Christiansen a déclaré que la variabilité rend difficile la mesure de l’effet du changement climatique sur le pergélisol, ce qu’elle étudie actuellement.

« Vous devez comprendre la variabilité, et c’est pourquoi nous collectons des données depuis 10 ou 20 ans. »

Alors que le changement climatique constitue une menace pour l’ensemble de l’Arctique, les défis auxquels sont confrontées les communautés arctiques européennes sont légèrement différents de ceux d’endroits comme la Sibérie et l’Alaska.

« Le danger pour les personnes qui y vivent dépend de ce qu’elles vivent de temps à autre », a déclaré à Euronews le Dr Michael Tjernström, professeur de météorologie de la couche limite à l’Université de Stockholm.

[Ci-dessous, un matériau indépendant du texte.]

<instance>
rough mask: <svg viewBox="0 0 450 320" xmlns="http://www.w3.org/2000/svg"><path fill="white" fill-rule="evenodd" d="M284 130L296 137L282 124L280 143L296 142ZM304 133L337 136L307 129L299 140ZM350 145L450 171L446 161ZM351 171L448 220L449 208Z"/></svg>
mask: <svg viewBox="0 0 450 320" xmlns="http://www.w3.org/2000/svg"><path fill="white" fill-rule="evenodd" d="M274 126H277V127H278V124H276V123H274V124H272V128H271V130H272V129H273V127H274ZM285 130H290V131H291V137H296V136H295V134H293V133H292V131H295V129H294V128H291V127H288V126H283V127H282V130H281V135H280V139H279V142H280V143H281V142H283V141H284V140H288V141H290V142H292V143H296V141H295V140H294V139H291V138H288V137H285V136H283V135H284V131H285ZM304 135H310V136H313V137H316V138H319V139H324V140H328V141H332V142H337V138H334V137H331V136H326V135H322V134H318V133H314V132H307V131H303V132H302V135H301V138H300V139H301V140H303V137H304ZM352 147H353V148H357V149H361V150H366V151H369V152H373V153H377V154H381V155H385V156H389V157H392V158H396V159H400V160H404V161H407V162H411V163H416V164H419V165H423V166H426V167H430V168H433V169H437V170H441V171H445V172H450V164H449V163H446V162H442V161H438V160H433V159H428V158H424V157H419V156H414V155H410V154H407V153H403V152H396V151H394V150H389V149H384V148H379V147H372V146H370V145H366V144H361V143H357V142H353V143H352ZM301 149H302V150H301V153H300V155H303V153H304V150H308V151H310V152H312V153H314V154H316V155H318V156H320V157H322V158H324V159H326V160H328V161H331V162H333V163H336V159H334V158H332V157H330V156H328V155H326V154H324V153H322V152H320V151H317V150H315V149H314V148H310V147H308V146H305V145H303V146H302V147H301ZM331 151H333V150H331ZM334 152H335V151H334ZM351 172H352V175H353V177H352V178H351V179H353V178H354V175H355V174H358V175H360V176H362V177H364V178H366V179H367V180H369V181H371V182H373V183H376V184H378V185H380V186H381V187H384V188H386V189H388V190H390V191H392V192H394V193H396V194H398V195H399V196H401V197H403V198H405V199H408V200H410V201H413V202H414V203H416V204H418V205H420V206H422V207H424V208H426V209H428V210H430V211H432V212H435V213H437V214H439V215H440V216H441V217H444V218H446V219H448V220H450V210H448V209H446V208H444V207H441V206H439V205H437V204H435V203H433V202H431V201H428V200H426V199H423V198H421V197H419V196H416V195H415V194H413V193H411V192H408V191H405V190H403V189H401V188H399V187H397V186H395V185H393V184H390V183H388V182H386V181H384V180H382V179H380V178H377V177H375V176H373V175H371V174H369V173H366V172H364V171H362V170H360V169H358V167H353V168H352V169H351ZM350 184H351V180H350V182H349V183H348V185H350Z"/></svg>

Les communautés nordiques scandinaves qui sont principalement des éleveurs de rennes ont été touchées par l’augmentation des pluies, même en hiver.

“La pluie sur la neige crée des couches dans la neige, et les rennes ont du mal à passer, et ils ne peuvent pas trouver de nourriture”, a déclaré Tjernström.

Les populations dépendantes de la pêche, comme celles vivant sur la mer de Béring dans le nord de la Norvège, doivent trouver un moyen de faire face aux changements du stock de poissons.

« Ce n’est pas nécessairement que le changement climatique est différent dans différentes parties de l’Arctique. C’est plus que le mode de vie de ces populations est différent », a déclaré Tjernström.

Tjernström a comparé les événements dévastateurs et les records battus mis en évidence dans l’Arctic Report Card de la NOAA à des coups de pinceau dans une peinture.

Le rapport montre des exemples de la façon dont la crise climatique se manifeste au cours d’une année donnée, mais il faut prendre du recul et examiner les tendances à plus long terme pour comprendre comment l’Arctique évolue.

« Le changement climatique n’est pas ce qui se passe cette année. Le changement climatique est un processus lent », a déclaré Tjernström. « Le changement progressif est la vraie menace. Cela pose les bases de tout le reste.